Their rallying call throughout the strike has been the hashtag #LipaKamaTender, through which they have kept asking the government to pay them as quickly and easily as a tender is handled in government projects.

But there have been more hashtags in the past two months, such as #MyBadDoctorExperience, through which medics recounted experiences of being forced to work without drugs, gloves or electricity, and under severe staff shortages that left many on the verge of collapse.

One Twitter user, a doctor identified as Anthony, told of how he had to light up the theatre after lights went out in the middle of a Caesarean section. “The back-up generator was out of fuel. We ended up using a Nokia phone flashlight (as the) torch available had expired batteries.”

“Waiting all day to perform an emergency surgery because there are few theatre rooms and multiple emergencies in wait,” said Joyce Omuok.

“Got pricked in casualty, patient HIV+, no post-exposure prophylaxis (PEP). Had to travel to Nairobi at 1am to get it,” narrated Nasirumbi Magero.

Then the stories got serious and ridiculous.

“Watching a patient die because the ambulance had been given to the MCA to pick his tomatoes from market,” wrote Jeff Kims.

“My bad doctor experience is transporting an intensive care unit (ICU) patient from Garissa to Kenyatta National Hospital by road. They (sic) died at Thika,” tweeted one doctor, who only identified herself as Njeri.

“Consoling a mother who lost her baby because the only available anaesthetist was in main theatre with another patient,” wrote Wambugu Justus.

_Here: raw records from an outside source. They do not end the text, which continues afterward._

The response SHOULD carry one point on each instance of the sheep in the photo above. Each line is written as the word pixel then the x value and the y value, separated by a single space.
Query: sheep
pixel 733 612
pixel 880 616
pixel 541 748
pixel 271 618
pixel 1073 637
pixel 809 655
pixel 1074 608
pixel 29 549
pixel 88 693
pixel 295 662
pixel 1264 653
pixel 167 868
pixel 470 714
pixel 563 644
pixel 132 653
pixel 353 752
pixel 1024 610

While Beldina Gikundi shared how she had to donate her own blood for a bleeding mother because there was no blood in the hospital’s blood bank.

Robert Simiyu could not administer an emergency drug to a patient because “syringes were out of stock.”

Wambui Munjua shared: “Watching the nutritionist mix cow milk with water as hospital could not afford formula for the babies in the nursery.”

“Losing an eight-year-old girl to leukaemia because there was no blood or ambulance,” a user only identified as Munyoki tweeted.

But there have been divergent voices, counter-narratives, who questioned the doctors “calling”, hard stance to negotiate, why they are not bounded by the Hippocratic Oath, accept the government offer and go back to work.